The Shuriken 2 has a solid copper base plate and four heat pipes that help to transfer heat through its aluminum heatsink for improved cooling performance. Despite having a height of just 58 millimeters, the Shuriken 2 is roughly the same size as one of the stock coolers offered by AMD or Intel. Due to its design to not overhang the RAM slots on most motherboards, the cooler also has a relatively small physical footprint on the motherboard when its 92mm fan is installed. That is a problem that many other air coolers have. When installing RAM and other components close to the CPU socket, the Scythe cooler stays out of the way due to its precisely trimmed dimensions.

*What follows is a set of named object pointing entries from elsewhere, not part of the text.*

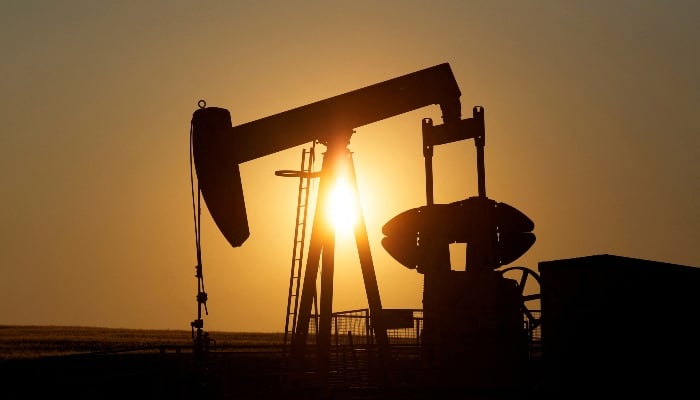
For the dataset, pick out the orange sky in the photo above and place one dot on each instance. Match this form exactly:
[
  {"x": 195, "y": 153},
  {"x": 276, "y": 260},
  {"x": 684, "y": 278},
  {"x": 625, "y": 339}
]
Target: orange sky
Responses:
[{"x": 591, "y": 130}]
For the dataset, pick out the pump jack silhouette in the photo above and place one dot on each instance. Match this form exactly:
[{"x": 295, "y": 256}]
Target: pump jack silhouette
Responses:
[{"x": 495, "y": 233}]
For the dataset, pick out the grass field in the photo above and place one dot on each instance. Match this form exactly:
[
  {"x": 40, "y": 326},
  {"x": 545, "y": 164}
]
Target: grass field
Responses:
[{"x": 30, "y": 342}]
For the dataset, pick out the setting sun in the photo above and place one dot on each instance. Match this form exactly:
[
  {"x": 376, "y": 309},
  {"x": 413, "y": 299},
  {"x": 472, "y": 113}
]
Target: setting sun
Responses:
[{"x": 342, "y": 207}]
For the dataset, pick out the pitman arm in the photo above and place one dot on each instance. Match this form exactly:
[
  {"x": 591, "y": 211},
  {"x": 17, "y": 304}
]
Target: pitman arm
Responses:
[{"x": 219, "y": 147}]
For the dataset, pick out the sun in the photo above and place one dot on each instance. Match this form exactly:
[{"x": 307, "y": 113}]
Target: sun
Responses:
[{"x": 342, "y": 207}]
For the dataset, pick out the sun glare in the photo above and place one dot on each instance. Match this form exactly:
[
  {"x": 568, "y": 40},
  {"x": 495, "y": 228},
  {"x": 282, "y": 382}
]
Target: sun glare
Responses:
[{"x": 342, "y": 208}]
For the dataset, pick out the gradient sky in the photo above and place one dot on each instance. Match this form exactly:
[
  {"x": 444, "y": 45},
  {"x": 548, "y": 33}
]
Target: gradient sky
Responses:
[{"x": 592, "y": 130}]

The best air coolers for AMD Ryzen Threadripper and Cooler Master Wraith TR4, sTRX4
Upheld Intel Attachments: Height: None Cooler 160mm Using an air cooler to cool high-power, high-end desktop (HEDT) processors like AMD’s Ryzen Threadrippers or Intel’s Core X series is a difficult task. In most cases, cooler manufacturers will increase an air cooler’s size to improve both its performance and its capacity to handle heat. A PC case’s limited space and overhead clearance, on the other hand, limit the size of an extreme air cooler. There simply isn’t much room for HEDT air coolers to get much bigger because of the larger die size and high power consumption of today’s HEDT processors.

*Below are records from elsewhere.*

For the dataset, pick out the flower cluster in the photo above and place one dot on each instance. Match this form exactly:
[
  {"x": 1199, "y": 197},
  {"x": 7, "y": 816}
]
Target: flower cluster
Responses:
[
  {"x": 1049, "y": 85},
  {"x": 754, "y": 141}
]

However, there are a few companies that produce HEDT processor coolers. Cooler Master’s Wraith Ripper is one of our favorites, designed specifically for the AMD Threadripper line. Only AMD’s TR4 and sTRX4 Threadripper sockets and their enormous CPU dies will work with this enormous cooler, which is one of the largest air coolers we’ve ever seen. The Wraith Ripper has seven heat pipes that go through two bulky heatsinks and are sandwiched between them by a 120mm fan. This is the product for you if you are determined to build an AMD Threadripper desktop without a liquid cooler.